Barley (Hordeum vulgare L.) is ranked as the fourth most important cereal crop in the world. It can also be grown profitably on stress–susceptible marginal environments (Murphy et al. 2014).

Take–all is one of the globally present diseases of barley (Kazemi et al. 2008), caused by the fungus Gaeumannomyces graminis var. tritici (Sacc.) v. Arx & Olivier var. tritici Walker (Ggt). Take–all manage–
ment approaches in agricultural fields consist of crop rotation and tillage (Liu et al. 2009). Resistant cultivars of barley to take–all are not available and methods to control this disease by fungicides are insufficient. Fungicides are often dangerous to apply and cause serious environmental concerns. Therefore, investigation for other control methods such as biological control is necessary.

Colonization of plant roots by endophytic fungi may confer benefits to the host such as enhanced resistance to pathogens and improved stress tolerance or improved plant growth. Needless to say, endophytic fungi of barley can have high agricultural significance (Murphy et al. 2013). Studies have shown that Microdochium bolleyi (syn.: Idriella bolleyi) is a frequent and successful endophyte in plant roots, particularly those of grasses, such as wheat,barley, oats, native and invasive pasture grass and beach grasses (Sieber & Grunig 2013). Microdochium bolleyi form typical dark septate endophytic structures in the roots (David et al. 2016). Microdochium bolleyi exhibited suppression of different foliar and soilborne plant pathogens including Septoria nodorum (Sieber et al. 1988), Fusarium culmorum and Bipolaris sorokiniana (Duczek 1997, Knudsen et al. 1995) and G. graminis var. tritici (Kirk & Deacon 1987).

Microdochium bolleyi has been identified as a potential agent for the biocontrol of Ggt in wheat (Jadubansa et al. 1994). Although wheat is the main host for Ggt, barley, acts as a host (Monfort et al. 2005b), and barley is severely attacked by this pathogen in the west of Iran (Yosefvand et al. 2015).
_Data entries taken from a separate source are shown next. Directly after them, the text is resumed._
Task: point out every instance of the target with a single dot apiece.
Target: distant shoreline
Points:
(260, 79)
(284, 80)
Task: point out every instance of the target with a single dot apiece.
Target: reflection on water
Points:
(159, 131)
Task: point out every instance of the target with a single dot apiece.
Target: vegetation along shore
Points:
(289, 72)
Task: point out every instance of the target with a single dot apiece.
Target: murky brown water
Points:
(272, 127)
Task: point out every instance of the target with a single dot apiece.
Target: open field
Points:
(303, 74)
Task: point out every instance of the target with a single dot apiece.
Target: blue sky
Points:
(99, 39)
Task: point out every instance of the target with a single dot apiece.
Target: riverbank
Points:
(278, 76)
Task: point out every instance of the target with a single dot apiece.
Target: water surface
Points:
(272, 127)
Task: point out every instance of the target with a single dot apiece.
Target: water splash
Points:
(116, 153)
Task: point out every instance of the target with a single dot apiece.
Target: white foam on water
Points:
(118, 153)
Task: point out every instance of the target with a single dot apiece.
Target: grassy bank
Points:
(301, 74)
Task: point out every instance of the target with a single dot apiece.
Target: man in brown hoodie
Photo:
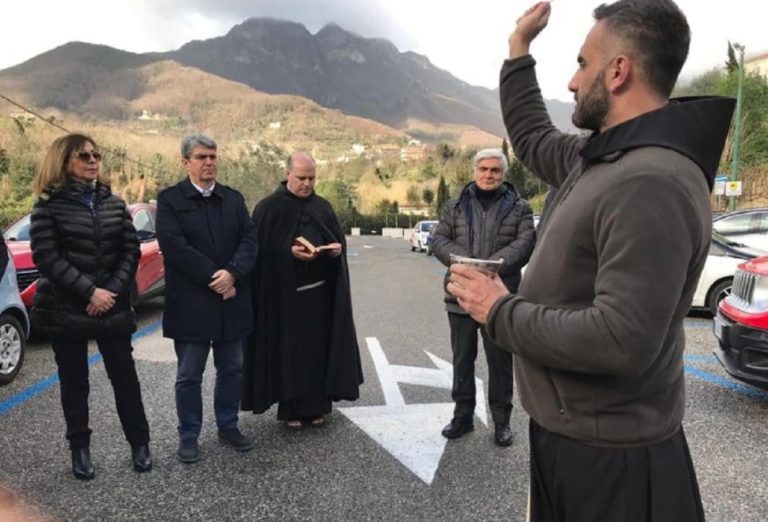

The main objectives of this study were the identification of M. Bolleyi as an endophytic fungus in barley roots, and determination of its ability in suppressing take–all disease. Improving barley growth under laboratory conditions was also investigated.

 

MATERIALS AND METHODS

 

During the spring of 2014, healthy barley plants were collected from fields in Kermanshah province, west of Iran. Twenty healthy plants were carefully uprooted and immediately transferred to the laboratory in plastic bags under cold conditions for further processing. The root samples were rinsed under running tap water to completely remove soil and debris. The roots were cut into five mm fragments and sterilized with 96% ethanol for 1 min, soaking for 3 mins in sodium hypochlorite (2% available chlorine v/v) and 96% ethanol for the 30s, and finally rinsing three times in sterile distilled water to remove surface sterilization agents (Larran et al., 2007). Nine pieces of root samples placed in potato dextrose agar (PDA) medium containing chloramphenicol (50 mg.l–1) and dishes were incubated at 25 ºC for nine days.

 

Morphological identification of fungal isolates

In order to morphological identification of the fungal isolates, the colony color, shape and size of phialides, shape and size of spores and chlamydospores were examined by a light microscope as described by Hernandez–Restrepo et al. (2016). Photographs were taken using the BH2 Olympus microscope and thirty measurements of each type of structure were made using BioloMICSMeasure software.

 

Sequencing and phylogenetic analyses

In order to confirm the morphological identification, genomic DNA of two isolates (B26 and W2) was extracted using the methods described by Gardes et al. (1993). PCR amplification carried out by using primers ITS1 and ITS4 (White et al. 1990).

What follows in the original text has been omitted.